I was getting coffee this morning.  Alice Shapiro, the AH teacher was there.  "What's new?" she asked.  "I can't think of anything," I said.  "Five more days after this and we go on vacation," she said.  "Yeah, I wish there was a fast forward button for life," I said.  "Or a rewind button," she said.  That pricked me.  Would you be able to go back and change things.  I'm a fucking idiot.
9:50 AM Why don't you leave this perfect stranger and come back to the man who has put up with every Lucy stunt you have ever pulled?
"I have some blackheads that need squeezing.  would you please come over and do it first chance you get?"
12-15 M 11:10 AM
Dwayne said he had a chimpanzee he taught to sign.  He had the chimp with him at a basketball game he was coaching and the chimp called a time out. 

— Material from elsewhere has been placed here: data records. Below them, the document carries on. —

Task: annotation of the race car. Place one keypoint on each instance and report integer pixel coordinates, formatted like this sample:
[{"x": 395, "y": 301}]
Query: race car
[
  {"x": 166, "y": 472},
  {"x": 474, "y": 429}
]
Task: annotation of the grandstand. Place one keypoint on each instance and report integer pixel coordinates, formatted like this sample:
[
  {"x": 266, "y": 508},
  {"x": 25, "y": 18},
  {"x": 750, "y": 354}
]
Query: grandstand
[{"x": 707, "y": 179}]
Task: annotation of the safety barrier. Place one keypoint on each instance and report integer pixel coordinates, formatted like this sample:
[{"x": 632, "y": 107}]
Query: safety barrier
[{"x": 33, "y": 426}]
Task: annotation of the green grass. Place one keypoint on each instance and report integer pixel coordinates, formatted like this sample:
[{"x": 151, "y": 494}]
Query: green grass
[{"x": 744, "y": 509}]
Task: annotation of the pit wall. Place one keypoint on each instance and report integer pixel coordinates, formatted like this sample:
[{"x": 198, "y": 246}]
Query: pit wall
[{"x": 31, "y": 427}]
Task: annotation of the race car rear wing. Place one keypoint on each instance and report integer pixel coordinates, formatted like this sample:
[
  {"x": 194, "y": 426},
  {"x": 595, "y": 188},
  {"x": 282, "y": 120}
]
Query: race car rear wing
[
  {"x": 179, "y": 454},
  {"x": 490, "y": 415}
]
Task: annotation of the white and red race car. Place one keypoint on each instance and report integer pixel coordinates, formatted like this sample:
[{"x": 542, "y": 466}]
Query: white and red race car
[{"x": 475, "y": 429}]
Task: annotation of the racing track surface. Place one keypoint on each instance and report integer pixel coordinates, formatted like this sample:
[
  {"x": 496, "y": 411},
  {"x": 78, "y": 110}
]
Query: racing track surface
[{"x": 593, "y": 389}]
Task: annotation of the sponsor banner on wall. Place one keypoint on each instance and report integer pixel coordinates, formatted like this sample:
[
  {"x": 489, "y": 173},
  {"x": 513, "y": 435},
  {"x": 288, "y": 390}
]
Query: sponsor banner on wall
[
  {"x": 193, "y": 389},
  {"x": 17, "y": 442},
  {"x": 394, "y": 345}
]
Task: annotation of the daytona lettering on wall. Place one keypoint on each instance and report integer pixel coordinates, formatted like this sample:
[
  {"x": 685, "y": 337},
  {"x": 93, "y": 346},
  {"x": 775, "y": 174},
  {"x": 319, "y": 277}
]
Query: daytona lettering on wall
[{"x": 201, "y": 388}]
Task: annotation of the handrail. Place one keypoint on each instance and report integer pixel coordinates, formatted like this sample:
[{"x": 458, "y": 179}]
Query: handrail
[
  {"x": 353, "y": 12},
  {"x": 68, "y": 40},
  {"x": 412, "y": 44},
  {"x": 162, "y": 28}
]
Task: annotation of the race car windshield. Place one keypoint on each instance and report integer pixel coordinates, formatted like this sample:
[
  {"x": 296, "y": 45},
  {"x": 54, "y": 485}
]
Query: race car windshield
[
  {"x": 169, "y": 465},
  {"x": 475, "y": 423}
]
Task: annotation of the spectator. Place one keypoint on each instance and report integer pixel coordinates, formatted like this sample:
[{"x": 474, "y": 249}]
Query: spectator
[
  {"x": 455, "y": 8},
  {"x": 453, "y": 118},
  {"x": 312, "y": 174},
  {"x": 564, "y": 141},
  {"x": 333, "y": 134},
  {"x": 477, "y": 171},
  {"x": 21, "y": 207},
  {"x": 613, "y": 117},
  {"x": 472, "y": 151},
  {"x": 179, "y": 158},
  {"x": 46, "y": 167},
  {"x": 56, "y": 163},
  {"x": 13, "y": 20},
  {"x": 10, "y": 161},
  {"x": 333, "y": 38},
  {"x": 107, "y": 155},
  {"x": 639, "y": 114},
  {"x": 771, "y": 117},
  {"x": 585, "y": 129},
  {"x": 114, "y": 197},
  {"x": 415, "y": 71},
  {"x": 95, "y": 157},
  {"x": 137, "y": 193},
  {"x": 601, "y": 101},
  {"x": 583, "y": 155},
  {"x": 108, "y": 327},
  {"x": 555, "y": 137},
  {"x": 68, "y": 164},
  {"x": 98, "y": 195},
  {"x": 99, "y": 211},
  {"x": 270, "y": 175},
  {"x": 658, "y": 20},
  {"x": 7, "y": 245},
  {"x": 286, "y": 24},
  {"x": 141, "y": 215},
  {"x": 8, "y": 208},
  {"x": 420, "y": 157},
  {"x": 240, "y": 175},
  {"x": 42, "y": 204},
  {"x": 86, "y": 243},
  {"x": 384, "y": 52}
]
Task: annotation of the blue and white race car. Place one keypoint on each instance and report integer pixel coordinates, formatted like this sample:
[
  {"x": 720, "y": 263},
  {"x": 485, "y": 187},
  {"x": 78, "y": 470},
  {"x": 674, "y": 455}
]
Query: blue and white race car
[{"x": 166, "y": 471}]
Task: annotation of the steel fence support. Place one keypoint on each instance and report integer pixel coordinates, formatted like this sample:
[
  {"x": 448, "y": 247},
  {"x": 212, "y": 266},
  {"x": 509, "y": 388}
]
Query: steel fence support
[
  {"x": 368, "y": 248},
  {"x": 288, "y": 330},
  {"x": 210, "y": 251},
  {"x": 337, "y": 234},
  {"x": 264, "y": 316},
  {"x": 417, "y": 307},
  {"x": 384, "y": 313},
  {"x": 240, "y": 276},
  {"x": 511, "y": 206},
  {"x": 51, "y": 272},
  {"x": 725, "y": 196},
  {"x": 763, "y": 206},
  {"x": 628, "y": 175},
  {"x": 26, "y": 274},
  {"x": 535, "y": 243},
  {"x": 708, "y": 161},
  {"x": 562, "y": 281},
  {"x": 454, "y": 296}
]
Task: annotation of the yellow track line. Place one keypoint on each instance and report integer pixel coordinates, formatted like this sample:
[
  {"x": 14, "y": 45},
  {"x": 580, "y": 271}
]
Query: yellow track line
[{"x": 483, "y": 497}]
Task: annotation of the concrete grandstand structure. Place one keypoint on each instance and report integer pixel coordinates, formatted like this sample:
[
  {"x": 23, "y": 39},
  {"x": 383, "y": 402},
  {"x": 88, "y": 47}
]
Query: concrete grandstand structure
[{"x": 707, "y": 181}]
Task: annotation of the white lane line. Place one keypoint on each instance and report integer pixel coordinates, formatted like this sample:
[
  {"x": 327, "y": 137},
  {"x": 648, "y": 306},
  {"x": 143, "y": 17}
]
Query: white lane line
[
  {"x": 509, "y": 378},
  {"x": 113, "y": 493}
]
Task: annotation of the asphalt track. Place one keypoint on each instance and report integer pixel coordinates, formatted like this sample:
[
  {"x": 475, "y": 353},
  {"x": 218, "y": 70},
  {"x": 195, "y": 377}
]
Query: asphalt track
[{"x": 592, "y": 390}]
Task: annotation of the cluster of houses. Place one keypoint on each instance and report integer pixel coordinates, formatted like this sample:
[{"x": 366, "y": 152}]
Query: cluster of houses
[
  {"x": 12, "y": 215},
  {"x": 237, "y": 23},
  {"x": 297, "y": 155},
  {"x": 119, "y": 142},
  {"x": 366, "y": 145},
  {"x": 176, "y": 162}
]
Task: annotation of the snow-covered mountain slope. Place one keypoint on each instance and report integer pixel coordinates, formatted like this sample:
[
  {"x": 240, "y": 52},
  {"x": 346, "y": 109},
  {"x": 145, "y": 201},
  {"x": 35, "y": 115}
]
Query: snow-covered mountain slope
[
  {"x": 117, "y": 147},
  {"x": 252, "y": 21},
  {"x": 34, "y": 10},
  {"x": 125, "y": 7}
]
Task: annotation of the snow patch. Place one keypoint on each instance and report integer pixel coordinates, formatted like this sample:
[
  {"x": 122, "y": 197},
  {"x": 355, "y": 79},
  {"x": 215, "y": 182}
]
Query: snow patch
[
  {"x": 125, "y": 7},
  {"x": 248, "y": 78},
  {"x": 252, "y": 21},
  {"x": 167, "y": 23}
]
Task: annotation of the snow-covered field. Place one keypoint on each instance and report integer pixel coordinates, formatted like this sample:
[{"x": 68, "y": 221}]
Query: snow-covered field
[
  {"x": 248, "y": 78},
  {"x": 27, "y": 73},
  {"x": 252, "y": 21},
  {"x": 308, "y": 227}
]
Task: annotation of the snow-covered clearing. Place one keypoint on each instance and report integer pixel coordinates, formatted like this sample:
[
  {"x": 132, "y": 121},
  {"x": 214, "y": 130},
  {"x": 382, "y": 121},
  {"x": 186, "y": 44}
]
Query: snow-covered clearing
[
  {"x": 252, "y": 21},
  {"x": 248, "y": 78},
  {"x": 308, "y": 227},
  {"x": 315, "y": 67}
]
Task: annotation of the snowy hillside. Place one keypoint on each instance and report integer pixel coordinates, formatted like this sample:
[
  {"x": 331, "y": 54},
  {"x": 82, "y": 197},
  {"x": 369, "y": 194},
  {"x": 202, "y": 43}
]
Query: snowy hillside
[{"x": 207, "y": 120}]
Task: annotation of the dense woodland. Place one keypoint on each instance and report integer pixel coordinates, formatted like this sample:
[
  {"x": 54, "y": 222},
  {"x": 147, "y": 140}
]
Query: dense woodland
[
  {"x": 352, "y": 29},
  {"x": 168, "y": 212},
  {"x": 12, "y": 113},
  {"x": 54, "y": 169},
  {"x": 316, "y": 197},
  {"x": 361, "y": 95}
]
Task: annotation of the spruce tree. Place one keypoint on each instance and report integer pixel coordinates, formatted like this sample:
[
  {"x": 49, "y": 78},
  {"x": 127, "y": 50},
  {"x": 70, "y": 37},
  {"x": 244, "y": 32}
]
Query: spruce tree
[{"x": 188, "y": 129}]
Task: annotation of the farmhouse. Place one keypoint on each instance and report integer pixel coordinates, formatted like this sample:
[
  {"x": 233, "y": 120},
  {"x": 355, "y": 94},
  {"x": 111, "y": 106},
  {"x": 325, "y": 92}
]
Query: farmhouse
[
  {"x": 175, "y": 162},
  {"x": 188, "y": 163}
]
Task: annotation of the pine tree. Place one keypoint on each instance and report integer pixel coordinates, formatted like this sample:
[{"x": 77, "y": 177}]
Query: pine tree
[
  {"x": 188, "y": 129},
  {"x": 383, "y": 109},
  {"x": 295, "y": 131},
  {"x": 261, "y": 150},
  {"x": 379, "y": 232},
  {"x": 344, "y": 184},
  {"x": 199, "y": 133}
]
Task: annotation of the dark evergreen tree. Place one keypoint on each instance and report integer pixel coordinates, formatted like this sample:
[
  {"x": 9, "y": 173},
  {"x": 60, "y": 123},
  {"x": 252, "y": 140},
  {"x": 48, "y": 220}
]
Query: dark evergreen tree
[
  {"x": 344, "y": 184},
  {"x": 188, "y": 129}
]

Woke up at 2:00 AM this morning and never got to sleep again.  Wicked evil torture truly scared on my knees praying to God.  Can everything really be this bad?  Deep moral confusion.  Fear for Shirelle.  Scared to hold on and scared to give up.  Scared about sex.  The evil of sex.  The evil of Hollywood.  Tore up inside, hurting.  Maybe evil doesn't exist.  She says his and her sexual fantasies are exactly the same.  He's probably bisexual.  Unholy agony.  What could it be?  Give up your suffering.  Save your soul.  She's out there.  Your angel is out there.  But what about Sh'relle?  Can't I help her?  She doesn't want to be helped.  Oh, God.  Could I have saved her if I wasn't such an asshole?  Oh God.  Save us.  Why am I the one wracked with Hell pain?  She doesn't have the awareness.  She is motivated only by pleasure.  Sin is not a factor for her.  What about HIV?  What about death?  Why does this always happen to me?  Am I that fucked up?  Why couldn't I have just held when she was upset and scared and jealous?  Don't count on me, that was my message.  I wanted her to learn independence.  Backfire.  I don't really know her background that well.  Is she more a sexual creature than I?  Am I repressed?  Do I believe in God?  What she's doing to me is evil.  Pain like this is demonic?  I orchestrated it.  God help me.  Maybe He's the one hurting me.